I don't see it that way at all. The blight is driven by some kind of blind passion. Despite the cunning behind the horde's movements and strategies, they are undeniably animalistic in their execution. There is no thought or even goal behind their actions. Whatever you're giving to Morrigan isn't like that at all. It has the soul of an old god but the control and temperament of a person. You're potentially unleashing a living deity on the world who could uproot or destroy everything even more certainly than the blight ever would. That's not a happy ending, it's potentially trading an even worse future for a single life. It's the biggest gamble possible. To me that was totally unacceptable, and so Morrigan ran off and Alistar took one for the team because he wubbed me. That ended up being a very striking ending to me because I didn't see any way out of it.
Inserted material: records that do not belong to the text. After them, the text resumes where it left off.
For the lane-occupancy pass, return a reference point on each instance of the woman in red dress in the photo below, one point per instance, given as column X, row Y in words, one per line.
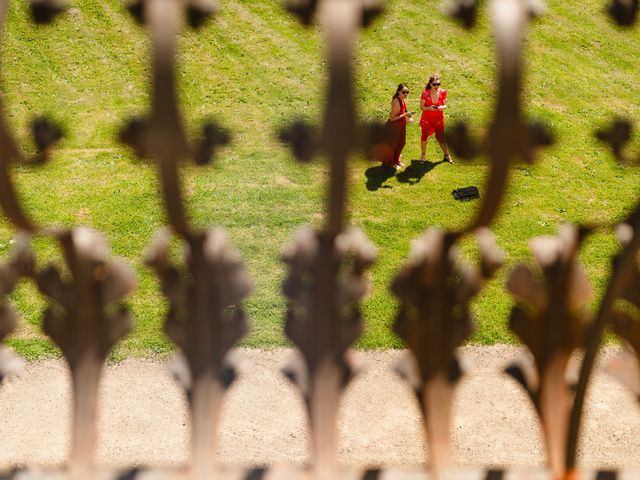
column 397, row 128
column 432, row 103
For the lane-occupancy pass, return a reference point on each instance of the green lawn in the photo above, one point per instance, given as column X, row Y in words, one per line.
column 253, row 69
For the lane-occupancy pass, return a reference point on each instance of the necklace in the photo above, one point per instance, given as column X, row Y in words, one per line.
column 437, row 96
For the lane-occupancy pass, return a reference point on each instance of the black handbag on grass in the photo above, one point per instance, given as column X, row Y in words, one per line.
column 465, row 194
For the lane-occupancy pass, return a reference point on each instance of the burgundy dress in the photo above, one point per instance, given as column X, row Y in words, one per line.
column 396, row 138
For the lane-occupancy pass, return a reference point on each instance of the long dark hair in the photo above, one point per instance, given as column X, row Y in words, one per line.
column 432, row 77
column 401, row 87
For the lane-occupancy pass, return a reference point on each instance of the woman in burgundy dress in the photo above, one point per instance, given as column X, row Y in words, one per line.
column 432, row 103
column 396, row 128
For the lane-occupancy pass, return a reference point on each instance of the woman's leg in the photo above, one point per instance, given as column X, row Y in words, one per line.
column 423, row 142
column 443, row 145
column 401, row 143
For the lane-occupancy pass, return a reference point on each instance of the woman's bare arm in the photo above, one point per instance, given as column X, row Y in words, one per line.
column 395, row 111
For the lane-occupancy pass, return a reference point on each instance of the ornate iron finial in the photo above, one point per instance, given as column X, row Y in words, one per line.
column 434, row 289
column 550, row 319
column 205, row 319
column 510, row 137
column 326, row 268
column 85, row 319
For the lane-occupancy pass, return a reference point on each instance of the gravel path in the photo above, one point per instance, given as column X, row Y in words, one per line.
column 143, row 419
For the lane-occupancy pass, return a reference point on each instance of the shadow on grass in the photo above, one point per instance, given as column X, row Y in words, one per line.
column 376, row 176
column 414, row 172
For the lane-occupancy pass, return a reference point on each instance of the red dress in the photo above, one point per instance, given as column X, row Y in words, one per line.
column 432, row 121
column 390, row 152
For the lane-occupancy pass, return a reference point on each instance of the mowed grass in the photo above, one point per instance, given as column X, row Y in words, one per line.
column 253, row 69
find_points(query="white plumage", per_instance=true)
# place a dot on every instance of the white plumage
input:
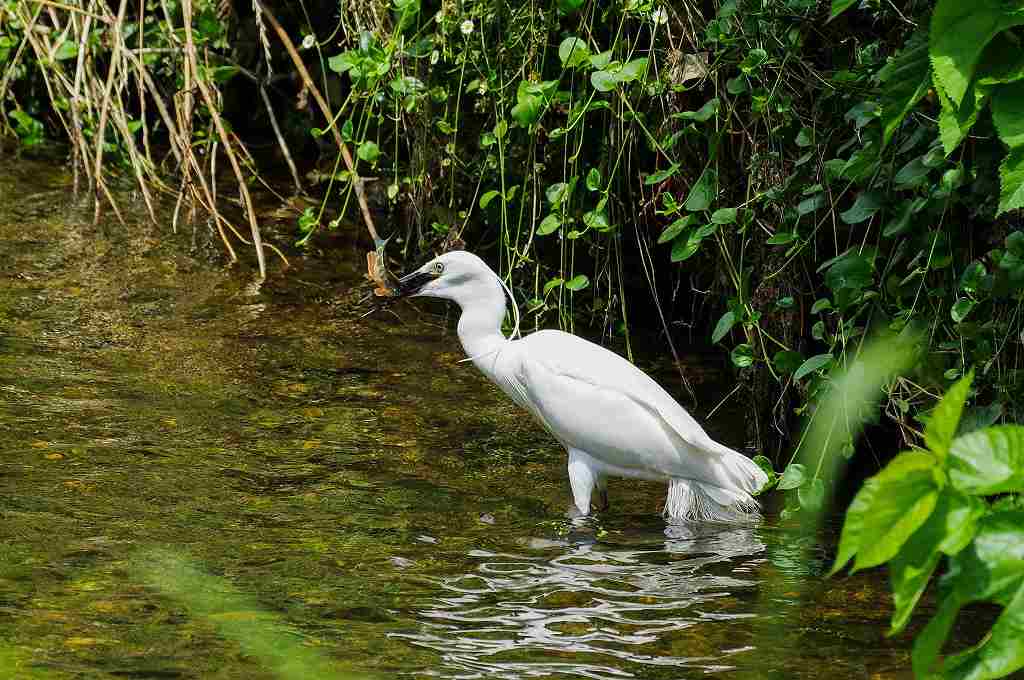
(611, 417)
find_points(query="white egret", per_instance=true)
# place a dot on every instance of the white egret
(609, 415)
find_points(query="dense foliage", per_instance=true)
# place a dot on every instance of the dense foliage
(960, 501)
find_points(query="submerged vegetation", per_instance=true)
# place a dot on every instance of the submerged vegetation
(777, 178)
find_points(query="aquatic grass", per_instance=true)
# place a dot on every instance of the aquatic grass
(261, 634)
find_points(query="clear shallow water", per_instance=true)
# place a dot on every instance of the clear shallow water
(384, 504)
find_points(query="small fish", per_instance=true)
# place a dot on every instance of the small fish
(377, 272)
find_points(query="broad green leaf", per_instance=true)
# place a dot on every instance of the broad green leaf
(949, 528)
(793, 477)
(684, 247)
(863, 208)
(942, 422)
(573, 51)
(785, 362)
(904, 82)
(956, 120)
(812, 497)
(887, 510)
(632, 71)
(723, 327)
(851, 270)
(660, 175)
(549, 224)
(810, 205)
(781, 239)
(1001, 652)
(1008, 113)
(369, 152)
(67, 50)
(840, 6)
(960, 32)
(961, 309)
(676, 228)
(742, 355)
(813, 364)
(911, 174)
(597, 219)
(988, 461)
(702, 114)
(724, 216)
(556, 194)
(487, 198)
(552, 285)
(704, 190)
(1012, 181)
(578, 283)
(603, 81)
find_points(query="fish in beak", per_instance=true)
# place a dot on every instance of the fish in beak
(413, 283)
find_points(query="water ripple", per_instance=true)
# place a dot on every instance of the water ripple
(594, 610)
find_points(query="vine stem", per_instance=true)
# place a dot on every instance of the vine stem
(360, 194)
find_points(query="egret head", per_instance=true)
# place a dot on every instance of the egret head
(464, 279)
(457, 275)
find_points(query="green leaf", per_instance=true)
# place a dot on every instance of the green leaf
(549, 224)
(961, 309)
(851, 270)
(949, 528)
(781, 239)
(552, 285)
(369, 152)
(960, 32)
(942, 422)
(724, 216)
(785, 362)
(1012, 180)
(676, 228)
(794, 476)
(813, 364)
(905, 80)
(603, 81)
(556, 194)
(863, 208)
(578, 283)
(660, 175)
(573, 52)
(1008, 113)
(487, 198)
(704, 190)
(988, 461)
(742, 355)
(67, 50)
(683, 248)
(632, 71)
(840, 6)
(701, 115)
(723, 327)
(810, 205)
(812, 497)
(887, 510)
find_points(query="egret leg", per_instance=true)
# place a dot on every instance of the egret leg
(584, 477)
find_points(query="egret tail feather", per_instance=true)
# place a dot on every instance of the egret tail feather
(696, 502)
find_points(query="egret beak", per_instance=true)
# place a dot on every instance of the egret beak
(413, 283)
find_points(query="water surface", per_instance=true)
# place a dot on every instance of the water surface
(348, 475)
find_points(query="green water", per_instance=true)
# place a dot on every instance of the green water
(374, 499)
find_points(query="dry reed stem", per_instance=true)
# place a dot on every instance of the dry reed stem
(219, 124)
(97, 173)
(360, 194)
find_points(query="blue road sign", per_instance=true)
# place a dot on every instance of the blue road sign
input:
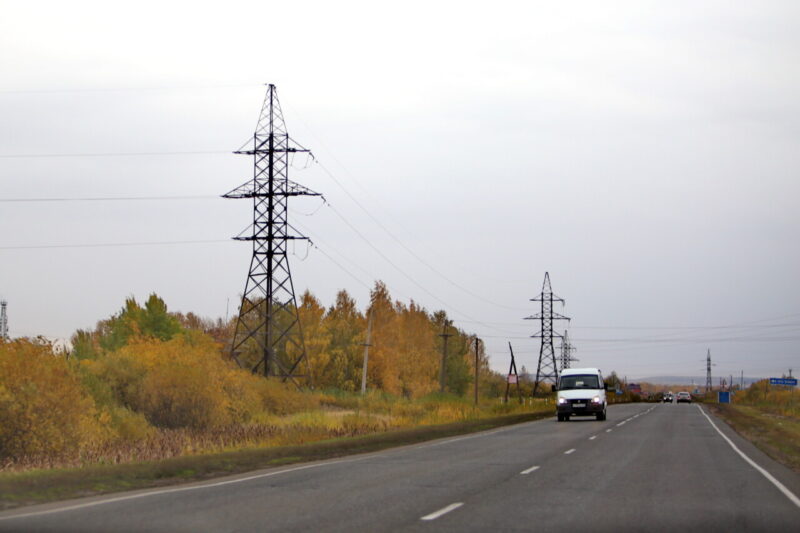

Every option available was bad. I mean you basically gave Morrigan a Bhaalspawn to save one person. What if you end up getting a Sarevok out of that? 

 

Of course that was when I was looking at it in the moment. By the time you get to Dragon Age 2 you see that franchising this series kind of ruins it. Instead of making a bunch of self contained stories across the globe, something as big as Morrigan's baby is too big to possibly factor in to future games. It's big enough to make a game out of itself. And if they did make such a game, they're most likely going to just put a magic fix button on everything instead of ending up with an upending change. But that's why we have headcanon, I guess.